I am a prototype for a much larger system.

Quote
And a bonus: a country, such as China, genetically modifying a slate-wiper virus that targets everyone without a genetic trait such as the epicanthic fold and letting it loose the moment they run out of resources.

OKAY, THIS WAS LEGITIMATELY FUNNY. STAND UP AND GIVE THIS MAN A ROUND OF APPLAUSE. SINCERELY. NICE JOB.

SciFiAuthor

Quote from: Jackstar on June 25, 2014, 06:04:40 AM
Okay, Sol, Yahweh, & Satan.

There is only Sol.

Quote
I bet you can see where I am going with this one. It is nice to be able to talk at you again! You actually stand under things, I can tell from your flippers.

Yeah, where did you disappear to? Did the paychecks from the radio company dry up or did another quickie trolling job float along?

Quote
Case 3--the failure of the debit/banking system--would result in a massive net benefit to humanity, and so has been stricken as unworthy of reply.

Fail the debit/banking system and you'll have 20,000 armed gangbangers per city that are dependent on the ability to go to the convenience store and buy potato chips coming at you to take your can of tomato soup. Three days.

Quote
The 1918 "mutation" was onesuch, insofar as it caused the massive error in prescribing aspirin to kill millions of people. But was it really an "error"? We may *never* know.

It was a random mutation in avian flu that jumped to humans.

Quote
I am a prototype for a much larger system.

Oh, well, we're safe then. I retract #1.

Quote
OKAY, THIS WAS LEGITIMATELY FUNNY. STAND UP AND GIVE THIS MAN A ROUND OF APPLAUSE. SINCERELY. NICE JOB.

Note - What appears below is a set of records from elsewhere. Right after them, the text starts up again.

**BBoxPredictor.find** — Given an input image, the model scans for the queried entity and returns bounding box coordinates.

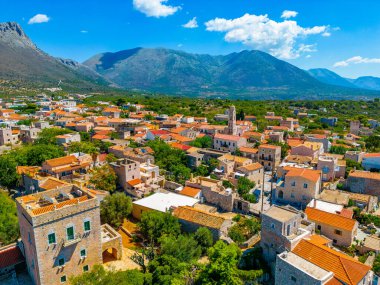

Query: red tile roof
[0,245,24,268]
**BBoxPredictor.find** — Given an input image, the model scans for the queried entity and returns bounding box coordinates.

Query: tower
[228,105,237,136]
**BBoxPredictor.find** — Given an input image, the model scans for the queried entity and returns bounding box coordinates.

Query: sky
[0,0,380,78]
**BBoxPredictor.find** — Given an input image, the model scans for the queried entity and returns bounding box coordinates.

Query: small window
[80,249,87,257]
[66,226,74,240]
[83,221,91,232]
[58,257,65,266]
[48,233,56,245]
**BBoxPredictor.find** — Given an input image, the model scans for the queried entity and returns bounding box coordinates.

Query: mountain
[83,48,377,99]
[351,76,380,91]
[307,68,357,88]
[0,22,110,90]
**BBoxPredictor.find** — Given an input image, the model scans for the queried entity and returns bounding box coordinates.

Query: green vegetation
[100,193,132,228]
[0,191,19,246]
[228,216,261,244]
[90,164,117,193]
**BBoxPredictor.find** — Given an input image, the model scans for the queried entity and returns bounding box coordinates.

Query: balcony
[63,234,82,247]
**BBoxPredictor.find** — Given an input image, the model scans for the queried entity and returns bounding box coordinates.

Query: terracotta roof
[127,178,142,186]
[348,171,380,180]
[173,206,225,229]
[239,162,263,171]
[305,207,357,231]
[364,152,380,157]
[239,146,259,153]
[214,133,241,141]
[40,177,69,190]
[284,166,321,182]
[293,236,371,285]
[179,186,201,198]
[32,195,88,216]
[0,245,24,268]
[46,155,78,167]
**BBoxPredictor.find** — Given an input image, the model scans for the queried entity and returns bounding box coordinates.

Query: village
[0,94,380,285]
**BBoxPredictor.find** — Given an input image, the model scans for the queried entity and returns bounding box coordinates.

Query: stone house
[173,206,232,241]
[305,207,358,246]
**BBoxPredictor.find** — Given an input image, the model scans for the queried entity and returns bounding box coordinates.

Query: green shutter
[48,233,55,244]
[84,221,91,232]
[66,227,74,240]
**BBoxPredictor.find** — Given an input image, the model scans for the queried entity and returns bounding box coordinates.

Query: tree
[0,155,19,188]
[70,265,152,285]
[197,241,243,285]
[90,164,117,193]
[139,211,180,243]
[194,227,214,253]
[0,192,19,246]
[100,193,132,228]
[159,235,202,262]
[190,136,212,148]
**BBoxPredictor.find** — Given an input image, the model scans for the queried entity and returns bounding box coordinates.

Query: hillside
[83,48,375,99]
[0,22,109,90]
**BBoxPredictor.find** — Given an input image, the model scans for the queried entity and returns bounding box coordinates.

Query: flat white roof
[133,193,199,212]
[278,252,333,281]
[307,199,343,214]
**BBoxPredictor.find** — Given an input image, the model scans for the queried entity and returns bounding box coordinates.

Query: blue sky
[0,0,380,78]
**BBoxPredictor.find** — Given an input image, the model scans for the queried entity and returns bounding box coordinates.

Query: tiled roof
[348,170,380,180]
[284,166,321,182]
[0,245,24,268]
[293,236,371,285]
[179,186,201,198]
[239,162,263,171]
[305,207,357,231]
[364,152,380,157]
[173,206,225,229]
[214,133,241,141]
[127,178,142,186]
[46,155,78,167]
[32,195,88,216]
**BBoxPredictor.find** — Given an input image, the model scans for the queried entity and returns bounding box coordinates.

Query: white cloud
[281,10,298,19]
[182,17,198,29]
[28,14,50,25]
[205,14,330,59]
[334,56,380,67]
[133,0,181,18]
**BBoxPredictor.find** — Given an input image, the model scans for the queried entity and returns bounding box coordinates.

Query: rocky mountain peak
[0,22,36,49]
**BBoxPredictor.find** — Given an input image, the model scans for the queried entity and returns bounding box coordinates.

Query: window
[83,220,91,232]
[66,226,74,240]
[48,233,56,245]
[58,257,65,266]
[80,249,87,257]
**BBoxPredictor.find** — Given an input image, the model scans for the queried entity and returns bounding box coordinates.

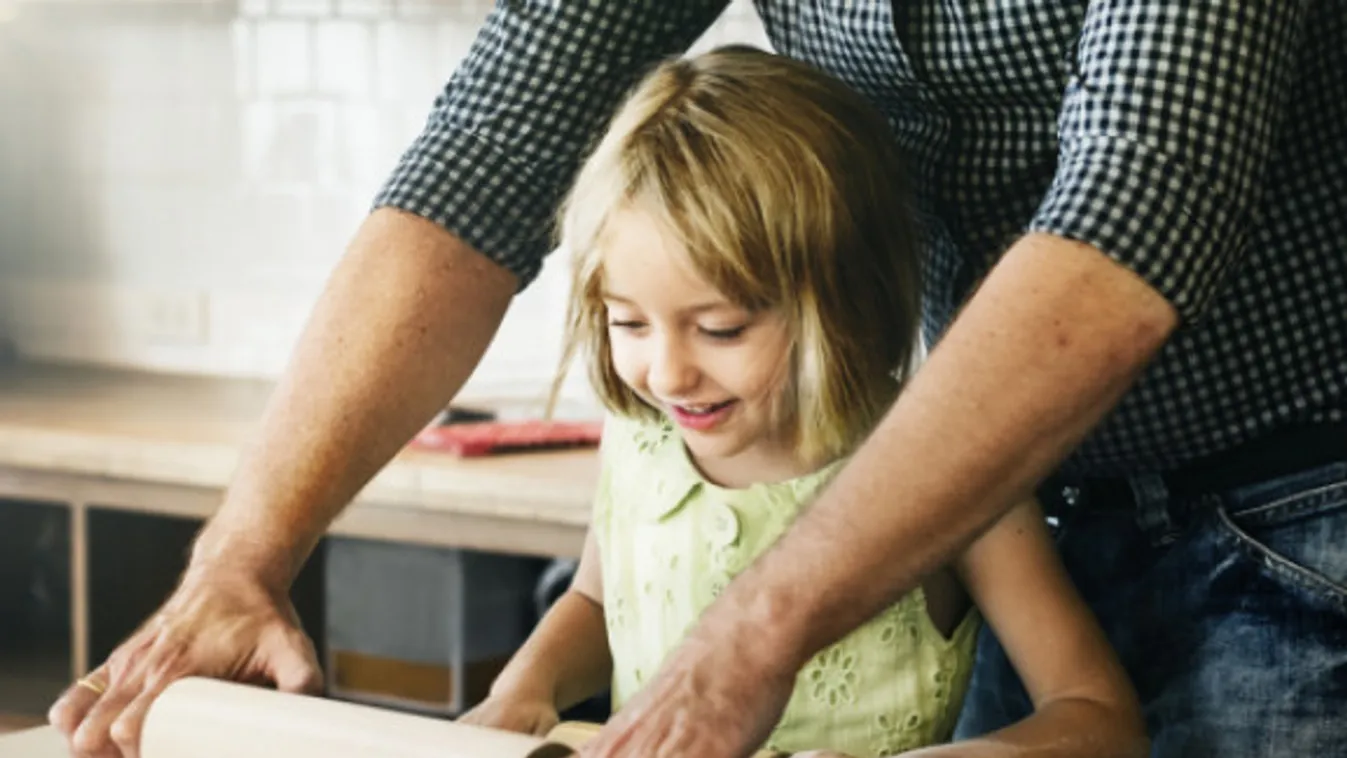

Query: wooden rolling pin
[140,679,777,758]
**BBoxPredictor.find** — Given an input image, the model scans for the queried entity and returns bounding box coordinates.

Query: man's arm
[51,210,516,757]
[193,209,517,591]
[585,0,1308,758]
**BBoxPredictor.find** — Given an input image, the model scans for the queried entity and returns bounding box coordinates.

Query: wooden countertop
[0,364,598,553]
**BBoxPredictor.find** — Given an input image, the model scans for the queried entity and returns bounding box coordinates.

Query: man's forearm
[699,234,1177,665]
[193,209,517,588]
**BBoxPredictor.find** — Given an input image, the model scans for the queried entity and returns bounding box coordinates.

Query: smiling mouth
[674,400,734,416]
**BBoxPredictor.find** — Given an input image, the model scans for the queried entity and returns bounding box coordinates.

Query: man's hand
[48,568,322,758]
[458,696,560,736]
[579,630,796,758]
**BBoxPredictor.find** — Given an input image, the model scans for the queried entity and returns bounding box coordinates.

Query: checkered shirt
[376,0,1347,475]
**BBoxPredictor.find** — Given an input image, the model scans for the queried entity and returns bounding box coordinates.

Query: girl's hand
[458,695,560,736]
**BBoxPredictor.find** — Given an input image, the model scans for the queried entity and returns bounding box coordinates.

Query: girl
[465,47,1145,758]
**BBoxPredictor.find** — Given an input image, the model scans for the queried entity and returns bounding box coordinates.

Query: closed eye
[702,324,748,342]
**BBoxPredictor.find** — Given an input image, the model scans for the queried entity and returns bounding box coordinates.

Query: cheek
[738,349,789,403]
[609,334,645,388]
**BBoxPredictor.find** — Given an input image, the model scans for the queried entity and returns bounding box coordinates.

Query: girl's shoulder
[599,413,678,462]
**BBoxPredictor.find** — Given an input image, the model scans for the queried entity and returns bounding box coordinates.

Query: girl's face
[601,207,803,486]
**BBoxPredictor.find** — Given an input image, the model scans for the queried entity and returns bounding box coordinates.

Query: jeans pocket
[1216,463,1347,614]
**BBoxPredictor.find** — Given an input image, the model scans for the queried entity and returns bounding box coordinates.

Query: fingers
[109,681,168,758]
[261,629,323,695]
[47,665,108,739]
[70,679,140,758]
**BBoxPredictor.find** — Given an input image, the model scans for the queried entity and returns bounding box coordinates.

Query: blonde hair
[554,46,920,459]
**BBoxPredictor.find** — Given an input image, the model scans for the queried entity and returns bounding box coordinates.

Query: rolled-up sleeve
[1029,0,1304,320]
[374,0,727,288]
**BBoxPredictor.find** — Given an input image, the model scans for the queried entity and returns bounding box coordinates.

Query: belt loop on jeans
[1127,471,1177,545]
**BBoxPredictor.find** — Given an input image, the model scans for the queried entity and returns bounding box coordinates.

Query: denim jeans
[956,463,1347,758]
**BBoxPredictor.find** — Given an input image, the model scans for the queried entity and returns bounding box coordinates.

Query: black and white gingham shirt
[376,0,1347,475]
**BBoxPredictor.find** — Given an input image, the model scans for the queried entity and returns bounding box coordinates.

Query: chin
[683,434,744,459]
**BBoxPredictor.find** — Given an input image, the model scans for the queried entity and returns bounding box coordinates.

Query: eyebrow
[599,289,740,314]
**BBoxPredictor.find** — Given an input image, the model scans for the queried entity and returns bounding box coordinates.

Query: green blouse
[593,417,979,758]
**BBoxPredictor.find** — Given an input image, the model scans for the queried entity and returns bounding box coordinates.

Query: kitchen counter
[0,365,598,676]
[0,365,598,555]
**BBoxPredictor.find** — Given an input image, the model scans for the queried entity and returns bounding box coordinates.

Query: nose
[645,334,700,399]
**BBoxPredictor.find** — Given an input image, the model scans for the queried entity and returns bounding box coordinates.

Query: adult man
[53,0,1347,758]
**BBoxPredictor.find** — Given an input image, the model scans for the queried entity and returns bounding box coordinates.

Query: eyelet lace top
[593,417,979,758]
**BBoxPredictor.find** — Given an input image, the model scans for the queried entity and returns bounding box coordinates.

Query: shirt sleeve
[1029,0,1304,320]
[374,0,727,288]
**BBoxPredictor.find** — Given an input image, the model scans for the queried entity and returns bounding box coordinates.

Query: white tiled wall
[0,0,766,403]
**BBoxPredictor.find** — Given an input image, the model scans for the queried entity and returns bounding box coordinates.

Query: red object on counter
[411,419,603,458]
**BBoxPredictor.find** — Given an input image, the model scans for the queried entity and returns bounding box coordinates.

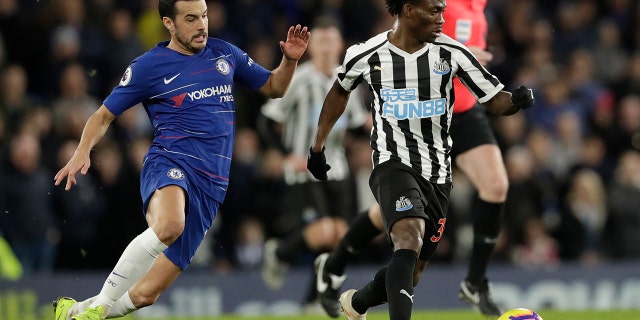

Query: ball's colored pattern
[498,308,542,320]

Biological warfare of this sort is the next nuke scare. The more we learn about the genome of viruses, the more dangerous and evident this will become.

albrecht

Quote from: SciFiAuthor on June 25, 2014, 12:02:24 PM

Biological warfare of this sort is the next nuke scare. The more we learn about the genome of viruses, the more dangerous and evident this will become.
Yeah, I've been thinking/waiting when this would happen for decades. There were more-than-rumors decades ago that Israel and South Africa were working on genetically targeted bio-weapons. I think some of it actually came out in the so-called "Truth and Reconciliation" stuff they did in South Africa. Also rumors in China and N.Korea. It is a, sadly, obvious next-step and although definitely banned by treaties and beyond the pale morally all it will take is a very cynical or crazy person. Or a country who thinks it is doomed and so wants or does a "Sampson-type Option." And it would likely fail in true purpose and end up killing most everyone. Simply monkeying around with various viruses, no pun intended, could have some dire consequences just by mistake. Frankly, I think nukes are far less scary because:
-only a limited number of countries have them.
-delivery systems are costly to deliver them far away
-we can detect radiation more easily
-we already have some oversight and investigations and operations tracking material, people, etc
-they (although horrible) are limited in their damage (unless we shoot off a bunch) especially for the type the likely crazies or terrorists have. They would kill a lot of people but still we are talking cities or small countries. Not everyone.